3 thoughts on “Let’s Fix Peer Review

  1. Good Professor,

    Well done and you’ve outlined some sensible ways forward. However, I see some great impediments to your proposal that is also ingrained within the scientific community. That is the prestige that is still attached to the high-profile, high-impact, (high-profit!) journals by the community. This bias is particularly acute in evaluations for tenure, promotion to full professor and, indeed, at the time of being considered for an academic position in the first place. I think that the reviews one receives from Canadian granting agencies have no embarrassment mentioning the impact of the journals in which one has published, rather than the impact or significance of the idea.

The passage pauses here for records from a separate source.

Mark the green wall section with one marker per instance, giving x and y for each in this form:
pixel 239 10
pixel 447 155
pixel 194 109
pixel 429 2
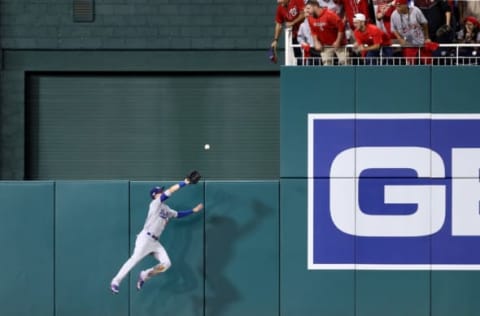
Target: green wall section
pixel 66 240
pixel 27 243
pixel 91 240
pixel 302 291
pixel 362 90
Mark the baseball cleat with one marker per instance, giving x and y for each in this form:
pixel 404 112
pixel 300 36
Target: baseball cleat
pixel 115 288
pixel 140 282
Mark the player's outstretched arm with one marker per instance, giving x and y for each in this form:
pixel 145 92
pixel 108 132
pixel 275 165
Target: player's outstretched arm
pixel 192 178
pixel 196 209
pixel 174 188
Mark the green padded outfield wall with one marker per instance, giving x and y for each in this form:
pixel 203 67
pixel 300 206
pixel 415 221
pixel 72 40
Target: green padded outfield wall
pixel 27 243
pixel 355 292
pixel 64 241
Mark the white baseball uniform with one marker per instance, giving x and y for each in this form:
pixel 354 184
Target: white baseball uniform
pixel 147 241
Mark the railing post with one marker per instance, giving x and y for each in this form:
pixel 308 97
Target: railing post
pixel 289 56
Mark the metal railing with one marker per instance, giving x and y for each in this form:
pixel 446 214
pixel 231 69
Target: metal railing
pixel 451 55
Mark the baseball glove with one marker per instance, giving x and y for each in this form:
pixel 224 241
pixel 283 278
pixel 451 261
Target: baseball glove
pixel 194 177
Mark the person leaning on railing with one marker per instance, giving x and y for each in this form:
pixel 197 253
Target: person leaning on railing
pixel 305 39
pixel 469 34
pixel 411 29
pixel 328 32
pixel 370 40
pixel 290 13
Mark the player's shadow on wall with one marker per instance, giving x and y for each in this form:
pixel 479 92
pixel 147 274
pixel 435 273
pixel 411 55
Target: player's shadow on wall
pixel 223 232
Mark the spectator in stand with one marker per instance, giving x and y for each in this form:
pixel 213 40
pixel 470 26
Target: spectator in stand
pixel 384 13
pixel 370 40
pixel 332 5
pixel 411 29
pixel 290 13
pixel 305 39
pixel 351 7
pixel 468 8
pixel 328 32
pixel 469 34
pixel 439 16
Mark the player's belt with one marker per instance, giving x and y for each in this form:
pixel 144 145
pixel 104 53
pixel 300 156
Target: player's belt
pixel 152 235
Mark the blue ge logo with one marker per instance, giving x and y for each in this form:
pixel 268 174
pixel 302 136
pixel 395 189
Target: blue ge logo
pixel 394 191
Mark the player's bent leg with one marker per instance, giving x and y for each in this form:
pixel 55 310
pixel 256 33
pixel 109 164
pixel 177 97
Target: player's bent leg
pixel 127 266
pixel 147 274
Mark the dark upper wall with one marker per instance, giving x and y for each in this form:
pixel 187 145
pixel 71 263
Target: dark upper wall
pixel 138 24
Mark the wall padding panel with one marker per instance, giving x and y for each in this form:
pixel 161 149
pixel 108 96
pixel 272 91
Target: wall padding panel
pixel 179 290
pixel 26 240
pixel 241 234
pixel 91 243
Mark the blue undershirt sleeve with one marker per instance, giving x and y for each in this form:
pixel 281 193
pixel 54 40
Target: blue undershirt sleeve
pixel 184 213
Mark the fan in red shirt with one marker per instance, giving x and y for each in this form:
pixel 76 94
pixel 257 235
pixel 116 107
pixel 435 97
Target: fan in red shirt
pixel 384 13
pixel 328 32
pixel 290 13
pixel 370 40
pixel 352 7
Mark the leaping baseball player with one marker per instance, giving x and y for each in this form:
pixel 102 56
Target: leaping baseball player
pixel 147 241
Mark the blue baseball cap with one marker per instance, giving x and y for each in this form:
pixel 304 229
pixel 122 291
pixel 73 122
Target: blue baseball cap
pixel 154 191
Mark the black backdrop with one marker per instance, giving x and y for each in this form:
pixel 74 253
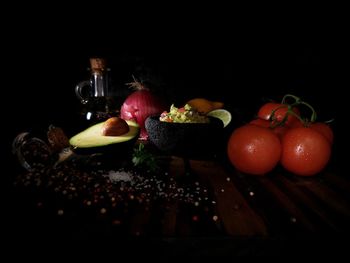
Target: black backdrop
pixel 242 59
pixel 239 61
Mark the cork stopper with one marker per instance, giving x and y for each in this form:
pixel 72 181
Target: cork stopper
pixel 97 64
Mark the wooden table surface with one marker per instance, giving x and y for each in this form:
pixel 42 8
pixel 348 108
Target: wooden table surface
pixel 220 204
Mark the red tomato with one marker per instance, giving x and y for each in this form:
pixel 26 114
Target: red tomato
pixel 305 151
pixel 266 110
pixel 261 123
pixel 253 149
pixel 324 129
pixel 279 130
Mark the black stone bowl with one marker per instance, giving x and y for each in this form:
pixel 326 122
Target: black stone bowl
pixel 185 139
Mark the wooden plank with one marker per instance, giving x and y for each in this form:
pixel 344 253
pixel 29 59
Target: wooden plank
pixel 305 200
pixel 286 203
pixel 236 215
pixel 327 195
pixel 176 169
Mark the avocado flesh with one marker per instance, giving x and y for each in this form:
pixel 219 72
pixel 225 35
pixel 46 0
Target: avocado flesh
pixel 92 136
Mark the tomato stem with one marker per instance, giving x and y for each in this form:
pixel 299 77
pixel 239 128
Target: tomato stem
pixel 314 114
pixel 296 102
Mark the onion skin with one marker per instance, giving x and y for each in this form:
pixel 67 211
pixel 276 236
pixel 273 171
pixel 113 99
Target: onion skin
pixel 138 106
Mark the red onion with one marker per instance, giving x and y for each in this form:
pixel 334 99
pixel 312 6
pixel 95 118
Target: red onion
pixel 139 105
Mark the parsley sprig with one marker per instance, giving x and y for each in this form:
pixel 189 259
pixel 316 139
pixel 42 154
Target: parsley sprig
pixel 143 159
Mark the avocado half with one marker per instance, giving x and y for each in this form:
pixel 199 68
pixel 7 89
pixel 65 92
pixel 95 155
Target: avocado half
pixel 185 139
pixel 92 141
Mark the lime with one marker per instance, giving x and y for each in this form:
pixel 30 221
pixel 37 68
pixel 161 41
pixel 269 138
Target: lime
pixel 222 114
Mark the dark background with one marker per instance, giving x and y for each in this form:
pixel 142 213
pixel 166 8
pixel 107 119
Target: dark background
pixel 243 57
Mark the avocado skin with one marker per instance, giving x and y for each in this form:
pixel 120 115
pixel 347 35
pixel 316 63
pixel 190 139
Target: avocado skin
pixel 185 139
pixel 118 149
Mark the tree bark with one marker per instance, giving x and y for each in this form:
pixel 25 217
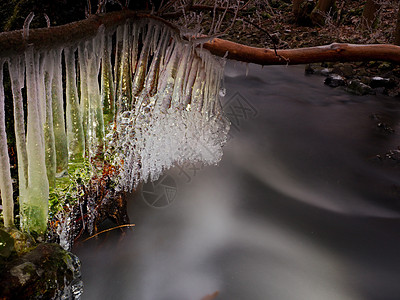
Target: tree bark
pixel 333 52
pixel 14 43
pixel 397 30
pixel 370 13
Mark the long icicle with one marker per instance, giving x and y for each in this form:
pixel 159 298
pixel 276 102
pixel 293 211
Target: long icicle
pixel 5 175
pixel 49 139
pixel 107 82
pixel 34 209
pixel 75 134
pixel 58 115
pixel 17 74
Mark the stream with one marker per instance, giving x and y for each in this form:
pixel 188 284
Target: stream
pixel 300 207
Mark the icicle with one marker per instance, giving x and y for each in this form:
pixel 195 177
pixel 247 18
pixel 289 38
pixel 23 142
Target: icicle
pixel 17 74
pixel 84 103
pixel 167 80
pixel 141 70
pixel 125 74
pixel 180 78
pixel 46 74
pixel 75 135
pixel 5 175
pixel 190 83
pixel 58 115
pixel 118 61
pixel 34 208
pixel 107 83
pixel 95 121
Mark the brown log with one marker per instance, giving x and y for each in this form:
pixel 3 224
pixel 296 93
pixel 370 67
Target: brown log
pixel 13 42
pixel 333 52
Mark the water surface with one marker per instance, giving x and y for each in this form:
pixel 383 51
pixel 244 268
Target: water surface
pixel 299 207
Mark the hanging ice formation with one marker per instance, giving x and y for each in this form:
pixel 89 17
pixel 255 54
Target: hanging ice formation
pixel 144 96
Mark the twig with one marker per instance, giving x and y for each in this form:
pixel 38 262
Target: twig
pixel 107 230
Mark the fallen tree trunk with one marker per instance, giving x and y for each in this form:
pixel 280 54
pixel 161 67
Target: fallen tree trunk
pixel 333 52
pixel 15 42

    Indeed, in the short time frame that we assess the “output” of a researcher, the relative merits of any lab’s work seem vanishing small. Is this not contrary to the very argument that we are making when we make the case for more funding of basic research, the “payoff” for which is very long in the future? (do I hear a critique of neoliberal (business) processes infiltrating The Academy looming?) .

    Your proposal, therefore, seem particularly timely. The larger community is coming to terms with the apparent deficiencies and fragilities in our current system. An effort to promote a truly open and accountable system of review and publishing combined with open data should be had. It would entail the responsibility of the entire community to consider the merits of our peers who are seeking advancement. Some thought as to how to acknowledge such work is needed.

    Happy to engage further.

  2. Paul clearly drives a Honda.

    The problem with changing the system, is that some of the most successful in the current system of evaluation would not benefit, or even face a downturn in support in a more transparent system of review.
    We tried the business-driven publication model, and it’s not working. We tried anonymity in peer review, it worked out as well as anonymity on the internet.

    I think it may be time for the publicly funded agencies to insist on open publication in one digital format, with open pre-print servers as the first step, then peer review. If we all publish in one place, impact is a dead concept, unless we can define impact with individual publication metrics. In a non-profit model, reviewers could be paid, and clear rules of ethics and integrity can be established. The money driving publishing is all from the public trust.

    Sadly, I seriously doubt anything will change in the face of major research institutions and their long-standing success of gaming the current system. But, inaction is dangerous, as The Economist even points out in 2013 that government-funded research has a very low rate of actual translation to therapies, and private Pharma is retracting away from hard problems to more profitable lifestyle drugs.

    https://www.economist.com/news/leaders/21588069-scientific-research-has-changed-world-now-it-needs-change-itself-how-science-goes-wrong

    Keep rubbing our grey beards in our entitled ivory towers while distancing ourselves from society and the impact of good science, and eventually no one will care.